In order to obtain predictions for photometric observations of a galaxy with the physical parameters defined in model_components it is necessary to define a list of filter curves through which observed fluxes should be calculated. This is done by defining a filt_list.
This is simply a list of paths (absolute or from the directory in which the code is being run) to the locations at which these filter curves are stored. The filter curve files should contain wavelengths in Angstroms in their first column and relative transmission values in their second.
Let's look at a simple example of some code that creates predictions for photometry through a series of filter curves. For this to work you'd first need to put the filter curve files in the correct location. For sourcing filter curves I recommed the SVO Filter Profile Service.
import bagpipes as pipes
import numpy as np
uvista_filt_list = ["uvista/CFHT_u.txt",
"uvista/CFHT_g.txt",
"uvista/CFHT_r.txt",
"uvista/CFHT_i+i2.txt",
"uvista/CFHT_z.txt",
"uvista/subaru_z",
"uvista/VISTA_Y.txt",
"uvista/VISTA_J.txt",
"uvista/VISTA_H.txt",
"uvista/VISTA_Ks.txt",
"uvista/IRAC1",
"uvista/IRAC2"]
model = pipes.model_galaxy(model_components, filt_list=uvista_filt_list)
model.plot()We now have a Bagpipes model galaxy! The final command generates a plot of the predicted fluxes.
Photometry is accessible as model.photometry, which is a 1D array of flux values in erg/s/cm^2/A in the same order as the filter curves are specified in filt_list. The output flux units can be converted to microJanskys using the model_galaxy keyword argument phot_units="mujy".

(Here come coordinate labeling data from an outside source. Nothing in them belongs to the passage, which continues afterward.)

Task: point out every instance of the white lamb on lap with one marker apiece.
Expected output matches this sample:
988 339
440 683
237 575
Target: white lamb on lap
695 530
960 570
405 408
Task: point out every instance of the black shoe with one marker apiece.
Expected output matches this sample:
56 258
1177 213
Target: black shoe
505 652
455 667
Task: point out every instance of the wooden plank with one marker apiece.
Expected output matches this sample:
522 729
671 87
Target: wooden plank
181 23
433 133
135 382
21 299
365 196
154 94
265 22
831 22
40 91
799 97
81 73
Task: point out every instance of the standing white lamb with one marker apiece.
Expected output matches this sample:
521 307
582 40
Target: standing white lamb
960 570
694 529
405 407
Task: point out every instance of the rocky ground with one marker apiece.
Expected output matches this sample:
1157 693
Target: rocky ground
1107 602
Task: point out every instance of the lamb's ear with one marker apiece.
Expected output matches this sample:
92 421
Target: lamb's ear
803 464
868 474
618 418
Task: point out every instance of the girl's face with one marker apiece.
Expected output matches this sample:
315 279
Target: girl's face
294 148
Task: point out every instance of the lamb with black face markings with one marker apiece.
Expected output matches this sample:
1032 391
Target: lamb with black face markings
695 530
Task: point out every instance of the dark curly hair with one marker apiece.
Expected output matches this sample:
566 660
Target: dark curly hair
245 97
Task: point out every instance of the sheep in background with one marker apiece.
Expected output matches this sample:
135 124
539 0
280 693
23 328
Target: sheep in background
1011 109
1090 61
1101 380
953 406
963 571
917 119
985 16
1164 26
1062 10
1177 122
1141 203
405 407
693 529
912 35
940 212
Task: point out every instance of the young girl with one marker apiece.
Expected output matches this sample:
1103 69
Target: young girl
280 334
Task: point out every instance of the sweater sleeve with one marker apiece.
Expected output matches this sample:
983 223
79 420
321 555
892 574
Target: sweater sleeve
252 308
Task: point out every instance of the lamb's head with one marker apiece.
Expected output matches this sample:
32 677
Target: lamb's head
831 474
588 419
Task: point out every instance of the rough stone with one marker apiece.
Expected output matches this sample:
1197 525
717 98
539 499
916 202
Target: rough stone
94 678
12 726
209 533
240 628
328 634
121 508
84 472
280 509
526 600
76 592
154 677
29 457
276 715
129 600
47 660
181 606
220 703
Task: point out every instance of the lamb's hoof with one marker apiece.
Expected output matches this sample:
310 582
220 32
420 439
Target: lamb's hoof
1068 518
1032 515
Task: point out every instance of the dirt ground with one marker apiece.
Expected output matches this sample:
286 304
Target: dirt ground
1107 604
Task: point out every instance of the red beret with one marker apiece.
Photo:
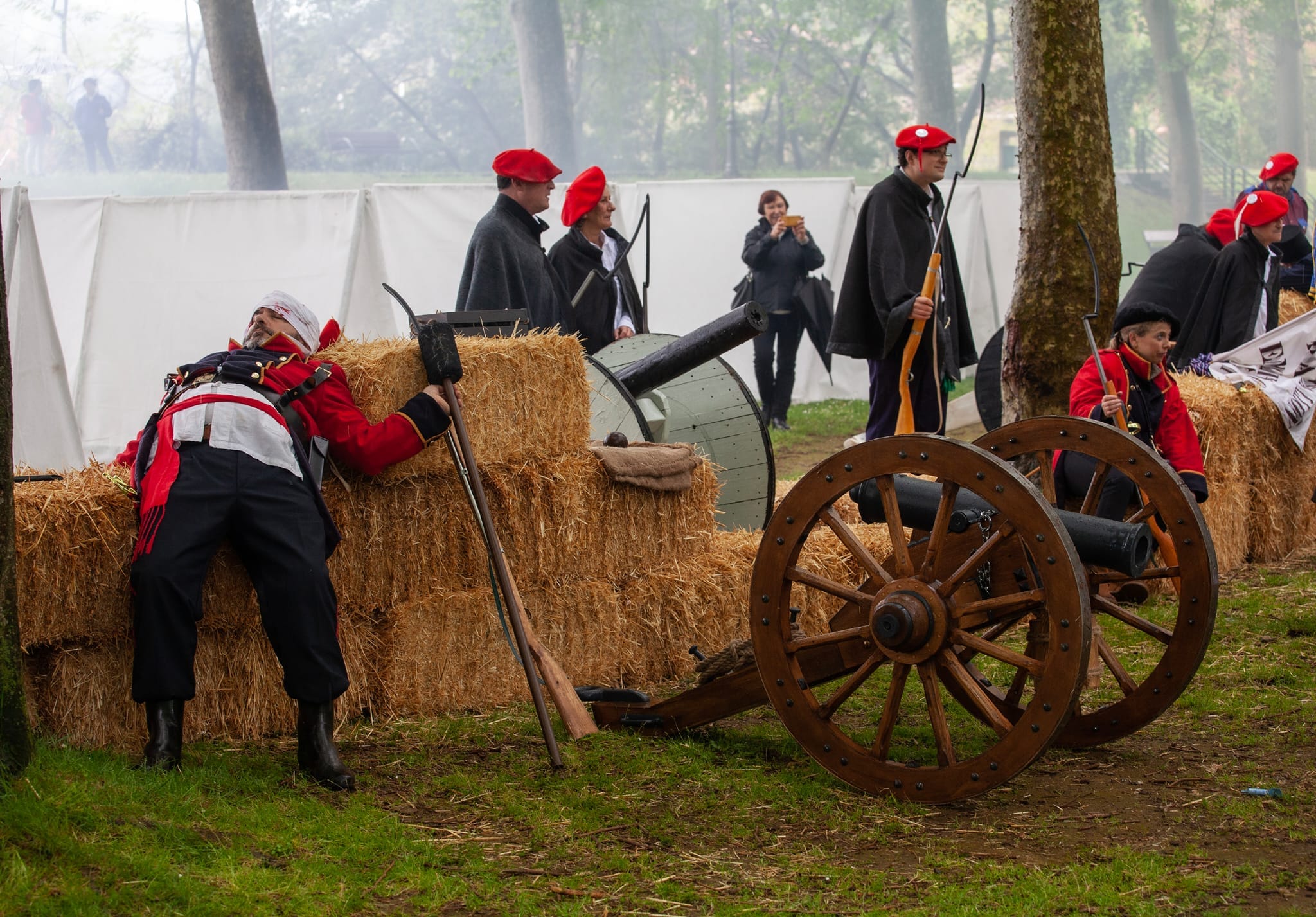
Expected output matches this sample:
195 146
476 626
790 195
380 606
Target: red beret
583 195
921 137
1258 208
1278 165
1222 226
526 165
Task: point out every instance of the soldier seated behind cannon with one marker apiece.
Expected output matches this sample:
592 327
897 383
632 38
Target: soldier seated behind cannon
231 454
1150 402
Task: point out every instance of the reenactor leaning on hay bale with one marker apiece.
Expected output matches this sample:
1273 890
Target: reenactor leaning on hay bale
1171 275
1152 407
506 265
235 453
1239 298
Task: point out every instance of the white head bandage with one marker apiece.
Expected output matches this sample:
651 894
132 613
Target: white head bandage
296 315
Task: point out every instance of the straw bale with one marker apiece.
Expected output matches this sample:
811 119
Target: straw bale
84 692
1293 304
523 398
74 539
1227 427
448 652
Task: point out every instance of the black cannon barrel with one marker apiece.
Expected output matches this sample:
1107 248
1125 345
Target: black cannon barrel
694 349
1099 541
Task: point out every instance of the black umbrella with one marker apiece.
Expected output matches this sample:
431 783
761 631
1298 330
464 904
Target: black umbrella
816 298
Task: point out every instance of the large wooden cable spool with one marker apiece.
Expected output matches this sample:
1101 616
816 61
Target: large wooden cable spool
707 405
1146 654
902 624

The process for obtaining model spectroscopy is simpler, just pass an array containing the desired wavelength sampling in Angstroms as the spec_wavs keyword argument.
import bagpipes as pipes
import numpy as np
obs_wavs = np.arange(2500., 7500., 5.)
model = pipes.model_galaxy(model_components, spec_wavs=obs_wavs)
model.plot()The output spectrum is stored as model.spectrum which is a two column array, containing wavelengths in Angstroms and spectral fluxes in erg/s/cm^2/A by default. The output flux units can be converted to microJanskys using the model_galaxy keyword argument spec_units="mujy".
Emission line fluxes are stored in the model_galaxy.line_fluxes dictionary. The list of emission features is here. These are only non-zero if a nebular component is added to model_components.
Emission line naming conventions are the same as in Cloudy. The names in the above file are the keys for the lines in model_galaxy.line_fluxes. For example, the Lyman alpha flux is under:
model.line_fluxes["H 1 1215.67A"]Emission line fluxes are returned in units of erg/s/cm^2.
The units specified above apply at non-zero redshift, however at redshift zero the luminosity distance is zero which would lead to a division by zero error. At redshift zero the code instead returns luminosities, in erg/s/A for spectroscopy and photometry, and erg/s for emission lines.
Creating a new model_galaxy is relatively slow, however changing parameter values in model_components and calling the update method of model_galaxy rapidly updates the output predictions described above.
It should be noted that the update method is designed to deal with changing numerical parameter values, not with adding or removing components of the model or changing non-numerical values such as the dust attenuation type.